Ammonterà a 50-100 dosi di Johson&Johson alla settimana la “potenza di fuoco” di ognuna delle circa 1.200 farmacie laziali che hanno dato la propria disponibilità a vaccinare. E’ quanto prevede l’accordo integrativo con cui Regione Lazio, Federfarma e Assofarm hanno recepito il protocollo quadro del 29 marzo per la vaccinazione covid in farmacia. L’intesa recepisce in buona parte le indicazioni dettate a livello nazionale, ma rispetto ad altri accordi regionali fissa requisiti di dettaglio sotto il profilo organizzativo e strutturale che potrebbero rivelarsi impegnativi.
Per cominciare, il testo obbliga a effettuare le vaccinazioni «in ambiente distinto da tutte le aree fruibili al pubblico, dedicato esclusivamente allo svolgimento di tutte le fasi dell’iter vaccinale e dotato di un percorso dedicato dall’ingresso all’uscita del paziente». Le farmacie che non dispongono di tali spazi, prosegue l’accordo, «potranno effettuare le vaccinazioni negli orari di chiusura», ma è evidente che in questo caso i 10-20 vaccini al giorno stimati dall’intesa come capacità vaccinale media di ogni farmacia non potranno essere raggiunti.
Ci sarebbe un’alternativa ancora: l’intesa infatti ammette la possibilità di vaccinare in «locali separati o unità mobili», purché non disti più di 200 metri dalla soglia della farmacia (o di una delle farmacie che l’utilizzano pluralmente) e sia ubicato all’interno dei confini della sede farmaceutica.
I vaccini verranno consegnati a cadenza settimanale (come detto 10-20 flaconi, ossia 10-20 dosi al giorno per cinque giorni) attraverso il circuito della dpc, tramite i grossisti della filiera del farmaco. Consentono tale assetto le condizioni di trasporto e conservazione del vaccino J&J (2-8°C, quelle abituali della logistica del farmaco) ma su tutti i piani grava l’incognita relativa alle resistenze che il prodotto sta incontrando tra i vaccinandi dopo i casi di trombosi con trombocitopenia registrati negli Usa (in Campania e Sicilia si registrano tassi di rinuncia anche del 40%).
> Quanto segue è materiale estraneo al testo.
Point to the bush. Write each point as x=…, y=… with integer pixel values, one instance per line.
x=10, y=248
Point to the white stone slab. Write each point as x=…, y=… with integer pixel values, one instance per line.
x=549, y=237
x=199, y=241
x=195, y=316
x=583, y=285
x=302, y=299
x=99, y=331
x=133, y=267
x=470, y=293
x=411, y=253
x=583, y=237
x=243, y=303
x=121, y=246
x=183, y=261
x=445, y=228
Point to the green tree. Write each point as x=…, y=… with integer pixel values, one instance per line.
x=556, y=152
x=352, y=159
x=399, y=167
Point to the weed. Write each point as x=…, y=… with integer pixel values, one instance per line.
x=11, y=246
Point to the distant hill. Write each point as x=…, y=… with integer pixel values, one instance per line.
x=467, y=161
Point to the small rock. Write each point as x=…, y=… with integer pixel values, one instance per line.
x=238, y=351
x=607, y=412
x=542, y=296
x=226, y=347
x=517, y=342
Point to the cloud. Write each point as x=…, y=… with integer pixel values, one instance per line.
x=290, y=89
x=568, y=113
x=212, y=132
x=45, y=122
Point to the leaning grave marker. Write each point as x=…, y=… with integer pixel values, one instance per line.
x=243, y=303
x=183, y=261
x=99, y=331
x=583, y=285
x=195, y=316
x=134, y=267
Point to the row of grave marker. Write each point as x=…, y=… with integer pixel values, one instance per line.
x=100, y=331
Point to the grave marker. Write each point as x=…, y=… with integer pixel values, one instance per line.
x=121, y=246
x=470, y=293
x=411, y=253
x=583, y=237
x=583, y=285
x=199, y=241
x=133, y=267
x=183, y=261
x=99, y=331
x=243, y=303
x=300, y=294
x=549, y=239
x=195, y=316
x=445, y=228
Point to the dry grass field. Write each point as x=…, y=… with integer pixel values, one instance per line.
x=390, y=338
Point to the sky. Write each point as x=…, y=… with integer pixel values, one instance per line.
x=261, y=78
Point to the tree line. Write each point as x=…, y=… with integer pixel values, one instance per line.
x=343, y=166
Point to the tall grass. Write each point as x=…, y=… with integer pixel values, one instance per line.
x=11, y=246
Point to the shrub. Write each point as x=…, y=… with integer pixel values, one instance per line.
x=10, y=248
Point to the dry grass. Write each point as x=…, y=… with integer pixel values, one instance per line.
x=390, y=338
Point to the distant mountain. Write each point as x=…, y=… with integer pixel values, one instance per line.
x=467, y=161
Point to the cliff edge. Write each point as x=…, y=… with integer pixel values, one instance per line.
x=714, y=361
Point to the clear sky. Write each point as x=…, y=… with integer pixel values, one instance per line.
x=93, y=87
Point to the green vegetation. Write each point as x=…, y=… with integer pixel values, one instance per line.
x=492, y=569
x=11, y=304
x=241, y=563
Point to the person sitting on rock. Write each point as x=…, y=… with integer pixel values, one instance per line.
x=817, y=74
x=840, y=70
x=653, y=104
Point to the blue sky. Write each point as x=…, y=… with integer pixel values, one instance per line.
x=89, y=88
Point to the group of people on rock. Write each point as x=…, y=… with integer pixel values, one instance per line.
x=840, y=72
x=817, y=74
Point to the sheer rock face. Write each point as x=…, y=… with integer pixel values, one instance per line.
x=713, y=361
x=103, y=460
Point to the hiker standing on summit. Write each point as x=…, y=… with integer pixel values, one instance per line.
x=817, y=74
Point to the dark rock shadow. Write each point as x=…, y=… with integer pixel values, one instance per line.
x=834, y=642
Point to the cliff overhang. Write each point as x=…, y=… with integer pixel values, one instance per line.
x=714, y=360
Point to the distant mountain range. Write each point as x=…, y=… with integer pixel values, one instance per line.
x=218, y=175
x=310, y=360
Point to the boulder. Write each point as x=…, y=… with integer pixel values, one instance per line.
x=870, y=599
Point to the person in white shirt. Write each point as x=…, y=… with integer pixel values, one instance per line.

Sembra sfumare, invece, l’eventualità circolata nei giorni scorsi che le farmacie laziali possano vaccinare in modalità “walk-in”, cioè ad accesso diretto. L’accordo, infatti, obbliga gli assistiti a prenotare tramite la piattaforma regionale Recup, dove troveranno l’elenco delle farmacie disponibili e geolocalizzate. Ogni esercizio, dal canto suo, potrà definire sulla piattaforma la propria agenda delle vaccinazioni, in modo da permettere agli assistiti di avere il quadro delle fasce orarie libere e scegliere in base alle proprie preferenze.
La scelta di fare perno sul Recup è anche il risultato di alcuni spiacevoli episodi risalenti alle settimane scorse, che hanno visto qualche farmacia affiggere cartelli per invitare i clienti a prenotare già da subito vaccino e seduta. Queste fughe in avanti, sulle quali l’Ordine è stato chiamato a intervenire, non hanno incontrato il gradimento della Regione, che ha quindi preferito affidare alla sua piattaforma cup tutta la fase delle prenotazioni.
Chiude il capitolo relativo ai compensi: ai 6 euro riconosciuti dall’accordo nazionale, l’intesa regionale riconosce altri sei euro per oneri di logistica, approvvigionamento dpi e smaltimento rifiuti. Per i fondi si attingerà alle risorse originariamente destinate alla sperimentazione della farmacia dei servizi, che ormai assomiglia sempre di più a un guscio vuoto.